Hi dear colleagues!!,
i would request your help to get the fields of the header or footer in proper format.
The code is here:
$docPath = "C:\Users\Dummy\Desktop\"
$outputfile = "C:\Users\Dummy\Desktop\header_out.csv"
if(Test-Path -path $outputfile) { Remove-Item -path $outputfile }
$all_docs = Get-ChildItem $docPath -filter "n.docx"
$word = New-Object -comobject "Word.Application"
$word.Visible = $False
$all_items = @()
foreach ( $document in $all_docs)
{
$item = New-Object System.Object
$doc = $word.Documents.Open($document.FullName);
$header = $doc.Sections.Item(1).Headers.Item(1).Range.Text
$item | Add-Member -type NoteProperty -name Name -value $document.FullName
$item | Add-Member -type NoteProperty -name Header -value $doc.Sections.Item(1).Headers.Item(1).Range.Text
$all_items += $item
$doc.Close()
}
$word.Quit()
Remove-Variable doc
Remove-Variable word
$all_items | Export-CSV $outputfile
but the csv output returns all the data with the title of fields unrelated with his values like this
Confidentiality Class External Confidentiality Label Document Type Page Public Non restricted Instruction 0 (1) Prepared By (Subject Responsibl
e) Approved By (Document Responsible) Checked Powersitch Powerswitch boss Monday Document Number Revision Date Reference Number 32232 PA2 2021
-06-29 WPH-1
the searched format would be (like the table of the header) :
Confidentiality Class External Confidentiality Label Document Type Page
Public Non restricted Instruction 1 (1)
Prepared By (Subject Responsible) Approved By (Document Responsible) Checked
Powersitch Powerswitch boss Monday
Document Number Revision Date Reference
Number 32232 PA2 2021-06-29 WPH-1
the document is this
please, could anybody help to reach this?
Thanks & BR to all !!!
This is a bit tricky, perhaps more so depending on how that data in your header is actually formatted. You can’t export it straight to a CSV because you don’t have a table with a single header row followed by rows of data.

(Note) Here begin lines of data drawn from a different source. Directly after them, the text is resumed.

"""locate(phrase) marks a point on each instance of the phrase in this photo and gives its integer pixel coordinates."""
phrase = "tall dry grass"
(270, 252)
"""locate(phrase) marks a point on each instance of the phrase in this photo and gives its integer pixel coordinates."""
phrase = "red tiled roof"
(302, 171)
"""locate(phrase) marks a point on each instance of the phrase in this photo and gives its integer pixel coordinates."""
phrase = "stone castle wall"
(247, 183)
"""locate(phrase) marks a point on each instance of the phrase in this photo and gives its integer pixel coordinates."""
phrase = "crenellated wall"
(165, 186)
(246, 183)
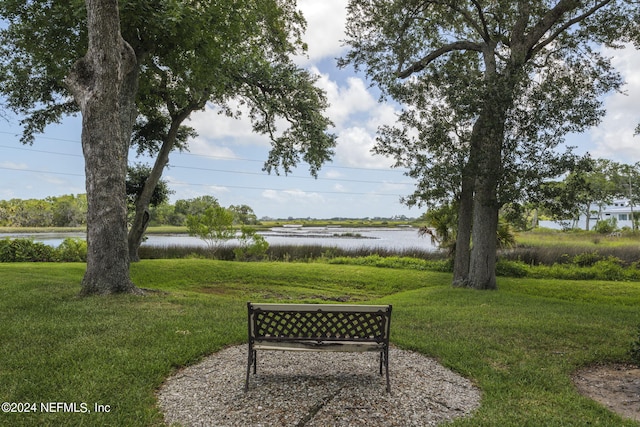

Assuming that is a table and not just some funky formatting, I think the simplest approach is just to get each cell and separate it with a comma.
$docPath = 'E:\Temp\Files\header.docx'
$headerPath = 'E:\Temp\Files\header_out.csv'
$word = New-Object -ComObject 'Word.Application'
$doc = $word.Documents.Open($docPath)
$numberOfRows = $doc.Sections.Item(1).Headers.Item(1).Range.Tables(1).Rows.Count
$numberOfColumns = $doc.Sections.Item(1).Headers.Item(1).Range.Tables(1).Columns.Count
for ($i = 1; $i -le $numberOfRows; $i++) {
$rowData = for ($j = 1; $j -le $numberOfColumns; $j++) {
$doc.Sections.Item(1).Headers.Item(1).Range.Tables(1).Cell($i,$j).Range.Text -replace '\a' -replace '\r'
}
$rowData -join ',' | Out-File $headerPath -Append -NoClobber
}
$doc.Close()
$word.Quit()
#Output
Confidentiality Class,External Confidentiality Label,Document Type,Page
Public,Non restricted,Instruction,1
Prepared By,,Approved By,Checked
PowerSwitch,,PowerSwitch Boss,Monday
My test document had some invisible characters that were being exported and screwing up the output so I used the -replace operator to sort that out. You might not need to do that, or you might have other control characters than need to be dealt with.
1 Like
Hi Matt!!!,
you code worked like a charm and was so helpful !!
if you allow me, i would like to ask to you if will be possible to do the same over a powerpoint doc type (header/footer)
Thanks & BR!!!
Glad that worked for you 
The tables in a PowerPoint document work in a similar way so it should be possible to adapt the code for a PowerPoint document. Explore the properties and methods of your document with Get-Member and check the documentation for the object model:
1 Like
Thanks again Matt
!! i will follow all your suggestions !!!
BR